Призраки(Русская фантастическая проза второй половины XIX века) - Данилевский Григорий Петрович (книги онлайн полностью бесплатно TXT) 📗
— Куда ты несешь меня, дядюшка? — спросил, опомнясь, Явтух.
— А вот, я сейчас тебе скажу! — ответило у него за плечами. — Я тебя, брат, посажу верхом на месяц; и просидишь ты у меня на нем день, два, а может, и год, разве когда месяцу придется опуститься до краев земли, успеешь ты соскочить на стог травы или на какое-нибудь дерево…
— А как я неравно засну и упаду с месяца?
— Ну, туда тебе и дорога! — ответил черт и рванул его еще скорее…
«Прощай, Найда! Теперь уж я тебя не увижу никогда!» — подумал Явтух и отдался на волю беса.

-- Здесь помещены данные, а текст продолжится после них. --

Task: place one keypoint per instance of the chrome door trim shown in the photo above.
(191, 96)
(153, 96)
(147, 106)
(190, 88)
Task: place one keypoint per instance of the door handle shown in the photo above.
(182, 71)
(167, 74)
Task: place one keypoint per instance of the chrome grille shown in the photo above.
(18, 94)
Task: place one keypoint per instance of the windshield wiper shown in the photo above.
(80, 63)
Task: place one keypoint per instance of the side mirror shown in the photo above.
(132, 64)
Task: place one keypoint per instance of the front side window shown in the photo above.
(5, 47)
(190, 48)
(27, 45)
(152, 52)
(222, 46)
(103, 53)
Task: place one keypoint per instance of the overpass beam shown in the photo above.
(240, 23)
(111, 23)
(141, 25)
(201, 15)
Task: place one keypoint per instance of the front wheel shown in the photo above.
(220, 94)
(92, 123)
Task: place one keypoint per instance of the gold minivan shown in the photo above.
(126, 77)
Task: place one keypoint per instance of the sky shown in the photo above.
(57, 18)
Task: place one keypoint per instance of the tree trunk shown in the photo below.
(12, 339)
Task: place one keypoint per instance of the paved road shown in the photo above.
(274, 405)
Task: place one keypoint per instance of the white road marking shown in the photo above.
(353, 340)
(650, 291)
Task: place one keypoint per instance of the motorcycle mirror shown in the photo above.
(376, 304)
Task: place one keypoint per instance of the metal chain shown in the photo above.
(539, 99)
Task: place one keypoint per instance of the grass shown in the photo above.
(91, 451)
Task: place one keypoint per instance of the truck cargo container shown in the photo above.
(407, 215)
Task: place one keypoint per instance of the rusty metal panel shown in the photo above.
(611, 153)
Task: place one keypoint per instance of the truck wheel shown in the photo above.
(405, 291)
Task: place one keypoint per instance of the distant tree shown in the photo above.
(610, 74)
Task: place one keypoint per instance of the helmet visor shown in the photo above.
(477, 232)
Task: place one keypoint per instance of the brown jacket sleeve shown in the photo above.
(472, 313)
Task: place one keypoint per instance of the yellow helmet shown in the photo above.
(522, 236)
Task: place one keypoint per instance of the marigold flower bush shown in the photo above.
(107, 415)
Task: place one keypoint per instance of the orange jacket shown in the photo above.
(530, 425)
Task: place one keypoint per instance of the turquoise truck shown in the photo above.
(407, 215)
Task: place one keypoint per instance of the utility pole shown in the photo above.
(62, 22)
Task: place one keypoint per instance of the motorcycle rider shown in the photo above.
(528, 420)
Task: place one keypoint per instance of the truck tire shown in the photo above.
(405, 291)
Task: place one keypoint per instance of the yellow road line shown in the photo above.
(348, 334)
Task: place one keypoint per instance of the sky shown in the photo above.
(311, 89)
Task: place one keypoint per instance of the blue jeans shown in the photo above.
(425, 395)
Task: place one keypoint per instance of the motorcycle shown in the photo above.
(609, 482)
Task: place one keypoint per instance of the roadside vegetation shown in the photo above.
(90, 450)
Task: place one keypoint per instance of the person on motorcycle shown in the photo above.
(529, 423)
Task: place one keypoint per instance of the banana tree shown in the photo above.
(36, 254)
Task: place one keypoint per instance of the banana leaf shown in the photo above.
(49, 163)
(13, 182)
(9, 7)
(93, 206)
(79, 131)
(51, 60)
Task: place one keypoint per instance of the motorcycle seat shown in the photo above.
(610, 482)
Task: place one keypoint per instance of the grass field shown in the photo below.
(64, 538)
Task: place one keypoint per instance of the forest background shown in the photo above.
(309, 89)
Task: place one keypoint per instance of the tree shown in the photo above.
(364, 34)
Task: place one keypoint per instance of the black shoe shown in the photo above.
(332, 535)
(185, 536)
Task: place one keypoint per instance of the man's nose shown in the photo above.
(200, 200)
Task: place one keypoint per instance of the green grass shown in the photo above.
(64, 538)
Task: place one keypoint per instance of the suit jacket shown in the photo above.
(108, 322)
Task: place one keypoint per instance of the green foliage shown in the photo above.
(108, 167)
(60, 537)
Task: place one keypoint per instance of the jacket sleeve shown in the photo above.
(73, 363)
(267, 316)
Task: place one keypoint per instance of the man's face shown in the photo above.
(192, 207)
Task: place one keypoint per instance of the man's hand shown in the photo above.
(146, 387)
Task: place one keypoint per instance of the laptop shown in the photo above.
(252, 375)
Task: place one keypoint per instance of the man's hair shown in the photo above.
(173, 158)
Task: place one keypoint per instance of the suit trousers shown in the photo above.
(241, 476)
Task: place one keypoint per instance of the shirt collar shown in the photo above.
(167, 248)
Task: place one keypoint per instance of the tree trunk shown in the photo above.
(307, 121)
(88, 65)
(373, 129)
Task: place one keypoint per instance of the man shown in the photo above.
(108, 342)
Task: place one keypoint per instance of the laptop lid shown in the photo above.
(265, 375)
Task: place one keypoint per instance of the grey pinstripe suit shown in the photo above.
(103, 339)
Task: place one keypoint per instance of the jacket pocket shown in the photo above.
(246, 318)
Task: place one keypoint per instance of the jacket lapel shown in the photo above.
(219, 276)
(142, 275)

Летел он долго, минуя воздушные пространства; наконец, месяц, спрятавшись и опять явившись, мелькнул между разбежавшихся тучек и стал к нему так близко, что он, как после сам рассказывал, мог даже разглядеть, из чего он сделан; а сделан месяц, по его словам, из серебра, только вызолочен, как блюдо из хорошей посуды, да еще в одном месте, — должно быть, задел обо что-нибудь на земле, — позолота потёрлась, и оттого пятна на месяце.
Он поднялся высоко и вдруг слышит, что-то в воздухе шумит, и в то же время черт за его плечами задрожал и увильнул, отшатнулся в сторону.
— А! Так ты девок таскаешь, сякой-такой? — раздался хриплый и сердитый голос.
Старая, сморщенная ведьма, верхом на метле, налетела на беса с поднятыми кулаками.
— Да это, полноте, не девка; это парень! — пропищал нечистый.
— Как парень?.. Ах ты, сякой-такой!.. А юбка?
— Да вы, Мавра Онуфриевна… да я, право… уж я же вам говорю! — кричал черт, осыпаемый кулаками ведьмы.
— Вот я тебя, вот я тебя! — кричала ведьма, от ревности и злобы не зная, с какого конца получше отсчитывать удары. Она ухватила беса за хвост и за загривок и так стала его трясти, что с ее рыжей косы слетел платок, а из когтей черта выпал Явтух и камнем полетел на землю…
— Ну, теперь уж и мне несдобровать! — сказал бес и понесся выше и выше, силясь стряхнуть с себя злую ведьму.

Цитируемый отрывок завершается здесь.